Maglietta bianca, pantaloni formali. Capelli corti. La mano destra, casualmente, all’altezza del cuore. Sguardo rivolto verso il basso, comunque inconsapevole dell’obiettivo, dello scatto, della foto. Un attimo rapito al tempo.
Fausto Coppi, a Sabaudia, nel 1954. L’immagine fa parte di una collezione in mostra nella piazza del Comune e intitolata “Come eravamo”: dai film girati a Sabaudia (da “Straziami ma di baci saziami” di Dino Risi con Nino Manfredi e Ugo Tognazzi a “Amore mio aiutami” di e con Alberto Sordi e Monica Vitti, da “Totò sceicco” con il principe Antonio De Curtis fino al recentissimo “Magari” di Ginevra Elkann) ai compagni di squadra (i personaggi che hanno popolato e animato la storia della cittadina laziale, dall’imperatore Domiziano che qui fece costruire una sua villa fino ai protagonisti della “Dolce vita” felliniana).
Sorta nel 1934 con l’idea di elevarla a città dello sport, Sabaudia aveva 20 anni quando ospitò Coppi. Fausto ne aveva 35, era campione del mondo in carica, al massimo della celebrità, non più al massimo atleticamente, già diviso – o moltiplicato – fra due donne, fra due famiglie, fra due vite. E il ciclismo, sport nazionale, stava lentamente cedendo platee – di strade e di carta - al calcio.
Coppi è un padre della patria. Se in tutte le città esiste una via intitolata a Giuseppe Garibaldi, se non una targa in cui si ricorda che “qui” era passato, “qui” aveva dormito, “qui” aveva soggiornato l’eroe dei due mondi, in tutti gli archivi, se non in tutti gli album di famiglia, appare una foto con il Campionissimo. Come un segno di appartenenza, un segno di nobiltà.
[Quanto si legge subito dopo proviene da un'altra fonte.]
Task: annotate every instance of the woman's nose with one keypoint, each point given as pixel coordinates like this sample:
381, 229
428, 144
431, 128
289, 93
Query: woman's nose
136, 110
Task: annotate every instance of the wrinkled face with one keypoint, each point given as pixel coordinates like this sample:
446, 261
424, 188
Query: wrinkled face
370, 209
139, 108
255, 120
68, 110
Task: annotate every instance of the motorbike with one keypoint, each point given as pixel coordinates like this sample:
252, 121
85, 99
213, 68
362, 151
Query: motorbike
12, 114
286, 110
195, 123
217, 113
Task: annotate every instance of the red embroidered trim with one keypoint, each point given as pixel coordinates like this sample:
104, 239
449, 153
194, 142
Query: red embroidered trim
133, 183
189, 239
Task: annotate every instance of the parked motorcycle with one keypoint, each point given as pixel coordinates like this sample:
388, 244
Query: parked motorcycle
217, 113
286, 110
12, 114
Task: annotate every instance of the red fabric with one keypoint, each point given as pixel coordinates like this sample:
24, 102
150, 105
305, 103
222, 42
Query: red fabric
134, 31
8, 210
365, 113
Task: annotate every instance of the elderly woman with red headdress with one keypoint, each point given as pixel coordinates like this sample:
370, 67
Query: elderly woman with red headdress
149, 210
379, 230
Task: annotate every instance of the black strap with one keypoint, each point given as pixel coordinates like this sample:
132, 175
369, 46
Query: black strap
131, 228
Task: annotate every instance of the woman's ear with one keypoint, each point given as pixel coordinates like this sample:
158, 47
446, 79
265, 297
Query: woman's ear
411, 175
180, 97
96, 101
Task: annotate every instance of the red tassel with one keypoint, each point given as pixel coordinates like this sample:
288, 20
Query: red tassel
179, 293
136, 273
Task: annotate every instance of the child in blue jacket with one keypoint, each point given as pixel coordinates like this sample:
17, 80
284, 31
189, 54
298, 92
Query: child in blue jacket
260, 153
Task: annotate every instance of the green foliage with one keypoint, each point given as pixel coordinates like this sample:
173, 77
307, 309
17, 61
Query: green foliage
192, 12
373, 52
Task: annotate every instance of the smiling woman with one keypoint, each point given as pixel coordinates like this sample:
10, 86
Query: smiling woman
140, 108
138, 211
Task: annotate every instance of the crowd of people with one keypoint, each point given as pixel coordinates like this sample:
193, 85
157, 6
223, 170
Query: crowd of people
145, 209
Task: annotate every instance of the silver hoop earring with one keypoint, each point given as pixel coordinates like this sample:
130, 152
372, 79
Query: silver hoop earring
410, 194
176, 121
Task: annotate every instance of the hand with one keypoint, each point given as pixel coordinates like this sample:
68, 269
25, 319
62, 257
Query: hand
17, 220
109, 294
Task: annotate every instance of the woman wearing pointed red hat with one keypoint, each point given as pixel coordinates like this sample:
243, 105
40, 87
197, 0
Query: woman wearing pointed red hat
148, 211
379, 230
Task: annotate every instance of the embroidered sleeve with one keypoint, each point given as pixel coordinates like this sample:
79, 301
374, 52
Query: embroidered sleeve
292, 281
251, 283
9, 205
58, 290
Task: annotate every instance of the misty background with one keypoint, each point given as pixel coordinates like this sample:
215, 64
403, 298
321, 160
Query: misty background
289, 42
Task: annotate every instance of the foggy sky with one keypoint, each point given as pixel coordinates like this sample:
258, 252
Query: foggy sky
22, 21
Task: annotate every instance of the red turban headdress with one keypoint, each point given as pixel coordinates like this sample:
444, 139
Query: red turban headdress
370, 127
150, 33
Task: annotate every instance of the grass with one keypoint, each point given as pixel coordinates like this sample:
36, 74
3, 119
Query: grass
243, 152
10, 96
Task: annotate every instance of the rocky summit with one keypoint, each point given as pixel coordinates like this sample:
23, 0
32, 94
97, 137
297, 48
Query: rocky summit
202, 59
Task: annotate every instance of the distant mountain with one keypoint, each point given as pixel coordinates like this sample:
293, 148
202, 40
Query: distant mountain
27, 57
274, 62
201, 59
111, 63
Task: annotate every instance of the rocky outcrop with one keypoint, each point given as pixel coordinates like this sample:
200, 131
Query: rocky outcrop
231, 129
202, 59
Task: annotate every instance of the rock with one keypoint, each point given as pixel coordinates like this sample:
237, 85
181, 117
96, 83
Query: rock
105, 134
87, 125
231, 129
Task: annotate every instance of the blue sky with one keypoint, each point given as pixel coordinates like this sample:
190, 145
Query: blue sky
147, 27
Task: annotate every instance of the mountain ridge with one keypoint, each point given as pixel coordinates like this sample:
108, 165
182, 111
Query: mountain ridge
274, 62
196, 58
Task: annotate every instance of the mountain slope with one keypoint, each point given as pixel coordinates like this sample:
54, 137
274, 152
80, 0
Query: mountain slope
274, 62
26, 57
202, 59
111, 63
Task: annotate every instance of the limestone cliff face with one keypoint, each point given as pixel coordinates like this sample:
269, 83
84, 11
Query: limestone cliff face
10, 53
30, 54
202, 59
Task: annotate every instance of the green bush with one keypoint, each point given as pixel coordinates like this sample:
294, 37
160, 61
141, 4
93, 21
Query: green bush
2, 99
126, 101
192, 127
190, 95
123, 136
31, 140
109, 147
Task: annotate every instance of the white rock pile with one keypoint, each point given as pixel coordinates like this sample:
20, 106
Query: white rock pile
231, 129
Coppi ritratto o immortalato in una corsa o in un allenamento, in un bar o in un teatro, dal finestrino della sua auto o sul podio di una manifestazione, in braghe corte o in un cappottone invernale, con la bicicletta in mano o con un fucile in pugno, da solo o fra sconosciuti. Proprio come in questa fotografia sabauda: sulla destra, elegantissimo in giacca e cravatta e pochette al taschino, capelli imbrillantinati all’indietro e baffetti curatissimi, sorpreso e compito, chissà chi, comunque uno di noi, un nostro vecchio io, testimone del tempo.